Hayatımızda değer verdiğimiz, kendilerini insan saydığımız, bazen oluyor,, şaka da olsa karşımıza kendisini insan yerine koyan, sadece görüntüsü ile insan olduğuna inandığımız ama hal ve hareketleri ile kendini beğenmişlik, dostluğu veya arkadaşlığı sadece menfaat üzerine kuran insanlar ile çevremiz maalesef dolu.
Bir zamanlar eski dönemlerde TV de bir çizgi film vardı,, DEĞERLİ,, hatırlayanlar olacaktır,, daha iyi hatırlamanız için Hiii,, hiiii, hiii diye gülerdi, Köpek ama bu bugün dost bildiğimiz köpeklerden daha şakacı köpek idi.
Bir şarkı var ya “Tut elimden kaldır beni” bunu yaptık, tuttuk, elinden, sonra kolundan, yürüttük, yürütürken, bir yandan da kaldırdık, düşündüm bu adam 5 vakit namaz kılıyor, Allah yolunda, adam bizi kullanıyor. Kıç sıkıştığında Mustafa, koltuğa oturduğunda Mustafa ortada yok.
Hadi iyi bir iş yapıyor dedik, 5 vakit namazda kılıyor, elinden tutalım,, destek olalım dedik, adam tam bir sahtekar, eski tanıdığım biri ama bu kadar insan çapını değiştirir mi, anlamış değilim.

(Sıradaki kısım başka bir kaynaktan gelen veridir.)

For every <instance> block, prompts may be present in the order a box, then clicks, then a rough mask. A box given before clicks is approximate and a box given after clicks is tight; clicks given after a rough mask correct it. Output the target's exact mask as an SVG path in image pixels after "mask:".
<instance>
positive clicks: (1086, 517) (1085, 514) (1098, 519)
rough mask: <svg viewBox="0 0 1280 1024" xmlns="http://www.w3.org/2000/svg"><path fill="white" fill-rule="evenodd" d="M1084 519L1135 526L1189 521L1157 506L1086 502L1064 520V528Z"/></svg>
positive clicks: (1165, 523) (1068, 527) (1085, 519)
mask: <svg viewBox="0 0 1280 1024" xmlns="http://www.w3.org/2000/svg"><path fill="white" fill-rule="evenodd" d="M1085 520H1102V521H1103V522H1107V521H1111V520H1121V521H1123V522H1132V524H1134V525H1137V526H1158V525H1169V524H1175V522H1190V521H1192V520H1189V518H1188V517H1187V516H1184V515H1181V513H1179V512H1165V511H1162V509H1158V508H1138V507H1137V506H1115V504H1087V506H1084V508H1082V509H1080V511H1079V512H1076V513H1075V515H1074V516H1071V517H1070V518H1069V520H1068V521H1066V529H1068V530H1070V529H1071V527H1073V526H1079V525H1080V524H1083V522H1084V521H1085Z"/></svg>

Namazı kazaya bırakmayan bu ikiyüzlü, sahtekâr parayı da aynı şekilde kazaya bırakmıyor, hani derler ya cimri, bu cimri başka, bu her taraftan sıkıyor, bazı cimriler var eli cebine uzanmaz, hep birilerinin elinin cebine uzanmasını bekler, beklerken yalandan elini cebine tutar. Bu bizim ki adeta ellerini havaya kaldırıyor.

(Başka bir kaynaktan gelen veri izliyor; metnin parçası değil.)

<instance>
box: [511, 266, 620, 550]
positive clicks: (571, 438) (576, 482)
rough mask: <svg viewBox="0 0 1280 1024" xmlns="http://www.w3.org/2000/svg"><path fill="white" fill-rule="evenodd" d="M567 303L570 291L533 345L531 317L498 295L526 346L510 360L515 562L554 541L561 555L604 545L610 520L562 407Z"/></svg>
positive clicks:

Biz insanları ya tanıyamıyoruz, ya da insanlar kendini gizliyor, bu cimri ve sahtekar gibi başka dinine Müslüman sahtekarlığına ise tam sahtekar pek az rastladım.

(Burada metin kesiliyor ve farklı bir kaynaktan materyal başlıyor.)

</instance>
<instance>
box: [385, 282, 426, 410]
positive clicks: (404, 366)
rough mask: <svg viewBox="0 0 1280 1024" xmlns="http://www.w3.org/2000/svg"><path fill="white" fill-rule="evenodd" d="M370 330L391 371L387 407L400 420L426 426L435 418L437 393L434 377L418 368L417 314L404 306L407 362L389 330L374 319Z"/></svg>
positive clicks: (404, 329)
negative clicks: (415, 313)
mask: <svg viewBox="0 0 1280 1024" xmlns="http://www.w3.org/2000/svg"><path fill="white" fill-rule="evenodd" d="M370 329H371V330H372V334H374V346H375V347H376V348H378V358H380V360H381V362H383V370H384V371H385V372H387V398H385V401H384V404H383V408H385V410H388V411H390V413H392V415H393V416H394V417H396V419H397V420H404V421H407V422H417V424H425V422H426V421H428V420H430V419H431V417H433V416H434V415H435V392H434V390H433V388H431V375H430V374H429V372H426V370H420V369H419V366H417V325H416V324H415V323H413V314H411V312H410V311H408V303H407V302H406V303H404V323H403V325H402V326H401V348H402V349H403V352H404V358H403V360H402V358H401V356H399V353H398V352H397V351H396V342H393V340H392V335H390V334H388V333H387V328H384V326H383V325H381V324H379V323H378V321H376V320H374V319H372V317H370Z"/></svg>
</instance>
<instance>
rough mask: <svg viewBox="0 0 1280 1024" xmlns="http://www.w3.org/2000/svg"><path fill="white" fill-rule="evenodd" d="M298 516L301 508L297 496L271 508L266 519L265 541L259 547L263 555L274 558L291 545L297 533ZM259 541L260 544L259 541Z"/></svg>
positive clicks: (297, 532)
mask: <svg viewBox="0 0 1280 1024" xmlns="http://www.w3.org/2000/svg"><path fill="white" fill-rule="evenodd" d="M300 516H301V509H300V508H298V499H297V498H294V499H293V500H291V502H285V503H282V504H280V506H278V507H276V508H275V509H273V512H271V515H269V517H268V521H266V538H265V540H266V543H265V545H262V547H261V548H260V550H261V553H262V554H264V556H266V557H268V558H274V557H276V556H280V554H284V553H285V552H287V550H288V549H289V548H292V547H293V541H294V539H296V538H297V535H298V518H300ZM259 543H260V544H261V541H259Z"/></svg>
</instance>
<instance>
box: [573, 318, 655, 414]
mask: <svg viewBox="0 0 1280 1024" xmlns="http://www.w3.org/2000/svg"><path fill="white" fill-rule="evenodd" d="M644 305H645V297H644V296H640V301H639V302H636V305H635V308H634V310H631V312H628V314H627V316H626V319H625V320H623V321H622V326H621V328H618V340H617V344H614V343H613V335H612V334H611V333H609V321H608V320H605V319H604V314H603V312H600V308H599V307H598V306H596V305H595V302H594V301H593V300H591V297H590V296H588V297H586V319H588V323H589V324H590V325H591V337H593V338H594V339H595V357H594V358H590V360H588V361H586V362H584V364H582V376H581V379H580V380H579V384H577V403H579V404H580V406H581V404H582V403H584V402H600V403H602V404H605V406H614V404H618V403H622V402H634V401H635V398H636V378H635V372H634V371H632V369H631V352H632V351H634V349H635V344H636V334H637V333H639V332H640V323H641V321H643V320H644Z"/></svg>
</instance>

İnsanı tanımak için biraz masraf etmek gerek, biz çook masraf ettik, çok insanı tanımak için, ama her masraf bize fatura oldu.
Gerçek insanlar gerçek dost, gerçek değer verecekleri insanları ararlar, tabii belli bir kesim ile tanışırlar, ama kavun değil ki altını koklayasın da ne olduğunu anlayasın. Gel ki bu tür değersiz, kalitesiz insanların kıçını da koklasan o an parfüm sürmüştür.
Ne güzel dedi aşık Veysel,,
Dost dost diye nicesine sarıldım
Benim sadık yârim gara topraktır
Beyhûde dolandım boşa yoruldum
Benim sadık yârim gara topraktır
Dost dediklerimizin veya değer verdiğimiz sahtekârların toprak ile işi yok, onlar dünyaya kazık çakmış ve kazığın üzerine oturmuş, o kazık onları dünyaya il ele bet tutacak. Ta ki kazık çürüyene kadar.
Bazen kendime kızıyorum, ama boşuna kızıyorum,, niye insanları tanımak önemli diye düşünüyorum, acaba insan mi bunlar, baktığımda insana benziyor, takım elbisesi var, normal selam veriyor, üstelik 5 vakit namaz kılıyor, bazı özel günlerde oruç tutuyor, yolda yürürken kimseye toslamıyor, demek beyni var, ama o beynin büyük bölümü hep cebine çalışıyor, işte burada değerli ve değersizleri anlamak o kadar zor olmuyor.
İnsan eşini, eşyasını, telefonunu, evini seçebiliyor,, ama maalesef dost ve arkadaşını seçtiğini sandığında işte orada aldanıyor.